Le meilleur Canadien, Ryan Anderson, de l'équipe nationale, a pris le 27e rang à sept secondes du vainqueur.

«C'est spécial, c'est sûr. C'est mon meilleur résultat en course cette année. C'est bien pour l'équipe nationale d'être invitée à prendre part à cette compétion, c'est une course très importante et c'est enthousiasmant pour le cyclisme canadien», a-t-il affirmé.

Le Québécois Hugo Houle (AG2R La Mondiale) s'est classé 45e. Son compatriote Antoine Duchesne (Europcar) a pour sa part été contraint à l'abandon en raison d'une tendinite au genou.

Dans le sprint final, à quelques foulées de l'arrivée, le Français Arthur Vichot (FDJ.fr) a chuté lourdement et est resté allongé sur le bitume. Il a été conduit à l'hôpital en ambulance. Dans la salle de presse, la rumeur circulait qu'il souffrirait d'une fracture, possiblement de la clavicule.

Gerrans a franchi les 11 tours du circuit de 18 kilomètres en 4:42:54. La moyenne de vitesse enregistrée par les coureurs a été 42,2 km/h.

Les 152 coureurs des 19 équipes inscrites se sont élancés sur le coup de 11 heures par temps frais et sous un ciel radieux. Partis en échappée, un quatuor formé du Slovène Jan Polanc, du Néerlandais Dennis VanWinden, de l'Italien Moreno Moser et du Japonais Yukiya Arashiro a mené la charge pendant plus de 120 kilomètres.

Après seulement deux tours, le quatuor avait creusé un écart de près neuf minutes sur le peloton. L'écart avait été réduit de quatre minutes à la mi-course et le peloton a fait la jonction avec un peu plus de 54 kilomètres à faire.

Les équipes ont joué de stratégie, s'échangeant les positions jusqu'au dernier tour.

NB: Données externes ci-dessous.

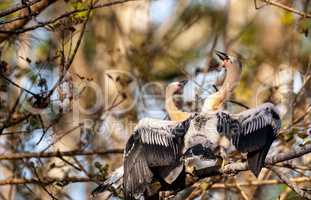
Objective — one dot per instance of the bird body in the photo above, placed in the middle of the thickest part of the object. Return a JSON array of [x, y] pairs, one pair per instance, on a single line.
[[155, 143], [163, 144]]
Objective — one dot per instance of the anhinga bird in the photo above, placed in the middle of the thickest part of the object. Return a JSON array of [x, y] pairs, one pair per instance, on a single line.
[[159, 145], [251, 131], [174, 113], [155, 143]]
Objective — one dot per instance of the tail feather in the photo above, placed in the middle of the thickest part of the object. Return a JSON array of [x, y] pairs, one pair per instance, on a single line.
[[256, 160]]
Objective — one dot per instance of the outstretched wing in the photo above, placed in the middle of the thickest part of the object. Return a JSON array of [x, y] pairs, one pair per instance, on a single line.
[[151, 145], [253, 131]]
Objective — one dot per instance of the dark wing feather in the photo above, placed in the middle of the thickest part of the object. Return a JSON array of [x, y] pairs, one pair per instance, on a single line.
[[257, 127], [148, 147], [253, 132]]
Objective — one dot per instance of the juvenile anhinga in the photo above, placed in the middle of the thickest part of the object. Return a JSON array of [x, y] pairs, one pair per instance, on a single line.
[[174, 113], [155, 148], [251, 131]]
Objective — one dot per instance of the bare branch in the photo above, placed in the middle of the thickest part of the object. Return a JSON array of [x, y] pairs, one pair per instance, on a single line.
[[28, 155], [287, 8]]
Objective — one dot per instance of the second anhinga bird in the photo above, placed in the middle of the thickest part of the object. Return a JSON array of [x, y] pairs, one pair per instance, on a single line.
[[175, 113], [251, 131], [153, 150]]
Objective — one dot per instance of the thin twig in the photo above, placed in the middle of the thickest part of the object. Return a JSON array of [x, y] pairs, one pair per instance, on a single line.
[[29, 155], [287, 8]]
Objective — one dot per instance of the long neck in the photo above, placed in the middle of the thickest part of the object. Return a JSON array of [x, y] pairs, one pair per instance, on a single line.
[[174, 113], [217, 100], [231, 81]]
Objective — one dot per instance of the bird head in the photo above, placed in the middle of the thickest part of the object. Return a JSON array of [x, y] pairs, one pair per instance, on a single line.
[[176, 87], [228, 61]]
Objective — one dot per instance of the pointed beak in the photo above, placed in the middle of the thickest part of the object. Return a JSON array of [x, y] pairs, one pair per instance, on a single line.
[[183, 83], [222, 56]]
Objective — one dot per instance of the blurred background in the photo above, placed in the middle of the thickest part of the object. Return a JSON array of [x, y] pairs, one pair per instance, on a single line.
[[91, 97]]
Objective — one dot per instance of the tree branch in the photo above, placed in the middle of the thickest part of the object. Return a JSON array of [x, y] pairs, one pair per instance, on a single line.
[[28, 155], [284, 7], [36, 9]]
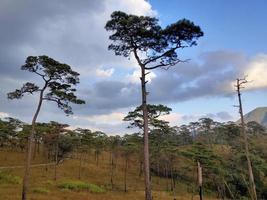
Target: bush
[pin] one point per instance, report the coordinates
(79, 185)
(7, 178)
(40, 190)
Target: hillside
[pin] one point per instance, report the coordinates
(258, 115)
(43, 184)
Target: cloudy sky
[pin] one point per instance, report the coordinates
(234, 45)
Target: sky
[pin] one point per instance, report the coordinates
(233, 46)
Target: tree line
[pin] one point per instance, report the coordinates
(200, 141)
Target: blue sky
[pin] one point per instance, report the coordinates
(234, 45)
(237, 26)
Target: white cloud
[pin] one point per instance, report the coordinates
(104, 73)
(3, 115)
(173, 118)
(112, 118)
(257, 72)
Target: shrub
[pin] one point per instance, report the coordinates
(40, 190)
(7, 178)
(79, 185)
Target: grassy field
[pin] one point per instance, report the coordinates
(94, 182)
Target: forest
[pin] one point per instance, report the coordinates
(202, 159)
(175, 152)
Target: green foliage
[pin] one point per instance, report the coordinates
(7, 178)
(40, 190)
(143, 34)
(79, 185)
(58, 78)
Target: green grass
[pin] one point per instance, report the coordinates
(40, 190)
(7, 178)
(79, 185)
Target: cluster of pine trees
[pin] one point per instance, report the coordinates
(174, 151)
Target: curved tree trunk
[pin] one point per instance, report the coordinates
(29, 149)
(250, 172)
(146, 144)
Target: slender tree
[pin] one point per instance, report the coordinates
(239, 85)
(153, 47)
(58, 81)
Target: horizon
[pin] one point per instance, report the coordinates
(233, 46)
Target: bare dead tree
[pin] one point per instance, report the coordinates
(252, 188)
(199, 172)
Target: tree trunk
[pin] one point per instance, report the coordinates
(80, 166)
(146, 144)
(125, 174)
(56, 161)
(26, 177)
(199, 170)
(112, 170)
(251, 176)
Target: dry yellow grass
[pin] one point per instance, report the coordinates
(42, 178)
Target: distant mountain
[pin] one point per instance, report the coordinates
(258, 115)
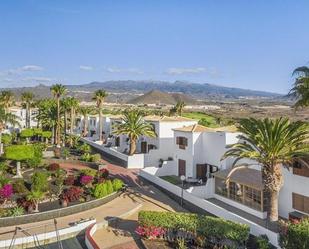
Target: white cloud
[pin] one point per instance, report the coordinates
(178, 71)
(124, 70)
(86, 68)
(38, 79)
(31, 68)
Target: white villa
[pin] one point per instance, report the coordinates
(183, 147)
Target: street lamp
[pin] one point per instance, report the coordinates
(182, 178)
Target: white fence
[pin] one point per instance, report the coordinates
(135, 161)
(46, 238)
(255, 229)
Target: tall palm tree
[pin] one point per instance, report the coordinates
(300, 88)
(73, 106)
(134, 126)
(272, 144)
(58, 91)
(27, 98)
(6, 100)
(6, 117)
(99, 97)
(85, 111)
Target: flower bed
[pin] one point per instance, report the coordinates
(197, 231)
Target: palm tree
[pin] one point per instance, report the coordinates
(99, 97)
(300, 88)
(272, 144)
(73, 106)
(6, 100)
(134, 126)
(6, 117)
(27, 98)
(35, 197)
(85, 111)
(58, 91)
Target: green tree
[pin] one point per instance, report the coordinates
(99, 97)
(7, 100)
(134, 126)
(58, 91)
(27, 98)
(300, 89)
(5, 118)
(272, 144)
(35, 197)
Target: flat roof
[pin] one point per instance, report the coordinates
(245, 176)
(201, 128)
(156, 118)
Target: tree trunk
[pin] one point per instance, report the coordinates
(1, 145)
(100, 124)
(273, 206)
(132, 147)
(58, 122)
(85, 125)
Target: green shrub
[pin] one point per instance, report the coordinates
(89, 172)
(39, 181)
(262, 242)
(6, 139)
(95, 158)
(19, 152)
(36, 160)
(100, 190)
(37, 131)
(20, 187)
(109, 187)
(27, 133)
(47, 134)
(214, 229)
(85, 157)
(15, 211)
(117, 184)
(295, 235)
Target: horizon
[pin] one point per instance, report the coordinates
(238, 45)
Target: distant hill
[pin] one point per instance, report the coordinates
(158, 97)
(128, 90)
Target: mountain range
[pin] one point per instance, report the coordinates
(130, 91)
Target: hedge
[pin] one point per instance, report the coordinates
(295, 235)
(214, 229)
(19, 152)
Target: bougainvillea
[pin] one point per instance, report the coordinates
(69, 181)
(54, 166)
(104, 173)
(85, 180)
(150, 232)
(72, 194)
(6, 191)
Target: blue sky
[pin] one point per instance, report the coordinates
(248, 44)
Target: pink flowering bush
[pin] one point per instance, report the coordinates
(85, 180)
(6, 191)
(150, 232)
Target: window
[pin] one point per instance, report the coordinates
(301, 170)
(300, 202)
(253, 198)
(240, 193)
(236, 191)
(220, 187)
(182, 142)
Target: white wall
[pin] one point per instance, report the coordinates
(210, 207)
(292, 183)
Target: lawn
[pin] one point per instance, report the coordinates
(172, 179)
(203, 118)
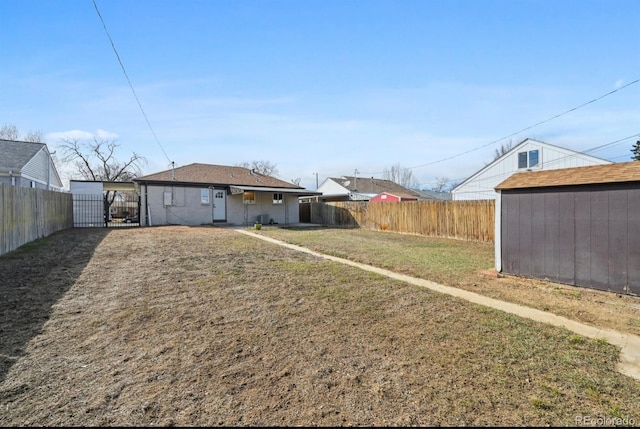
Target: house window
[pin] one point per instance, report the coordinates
(204, 196)
(249, 197)
(528, 159)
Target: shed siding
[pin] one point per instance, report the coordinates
(583, 236)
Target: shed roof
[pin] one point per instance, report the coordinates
(594, 174)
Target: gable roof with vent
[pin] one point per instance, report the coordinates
(371, 186)
(16, 154)
(623, 172)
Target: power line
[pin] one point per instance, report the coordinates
(128, 80)
(523, 129)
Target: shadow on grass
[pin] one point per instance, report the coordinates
(32, 279)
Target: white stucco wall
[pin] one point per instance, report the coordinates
(187, 209)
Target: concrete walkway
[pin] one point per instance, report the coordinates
(629, 344)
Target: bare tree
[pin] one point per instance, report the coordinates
(263, 167)
(401, 176)
(97, 161)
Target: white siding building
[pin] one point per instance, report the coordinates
(528, 155)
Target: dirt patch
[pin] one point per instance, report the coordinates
(204, 326)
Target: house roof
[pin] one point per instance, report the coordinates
(370, 185)
(400, 195)
(216, 175)
(16, 154)
(594, 174)
(432, 195)
(517, 148)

Le parcours, redessiné cette année en raison des travaux routiers dans la Vieille capitale, avait été rallongé sur la Grande-Allée, la Côte Sillery et le boulevard Champlain, allouant un temps de récupération plus long que les années précédentes. Le tracé favorisait donc davantage les «sprinteurs-puncheurs» — les coureurs à la poussée explosive — que les grimpeurs.

La cinquième édition du Grand Prix a essuyé quelques critiques dans les jours précédent la compétition à cause de l'absence de têtes d'affiche parties concourir au Tour d'Espagne.

Parmi ceux qui ont fait l'impasse figurent l'Espagnol Alberto Contador, le Solvaque Peter Sagan, vainqueur à Montréal l'an dernier, le Britannique Christopher Froome, maître du Tour de France en 2013, le Néerlandais Robert Gesink, double vainqueur à Montréal (2010) et Québec (2013), le Belge Philippe Gilbert, champion en 2011 à Québec et le Canadien Ryder Hesjedal, toujours un favori de la foule locale.

En revanche, le champion du monde portuguais Rui Costa et six des dix premiers au classement de la Grande Boucle ont fait le voyage à Québec plutôt que de prendre part à la Vuelta.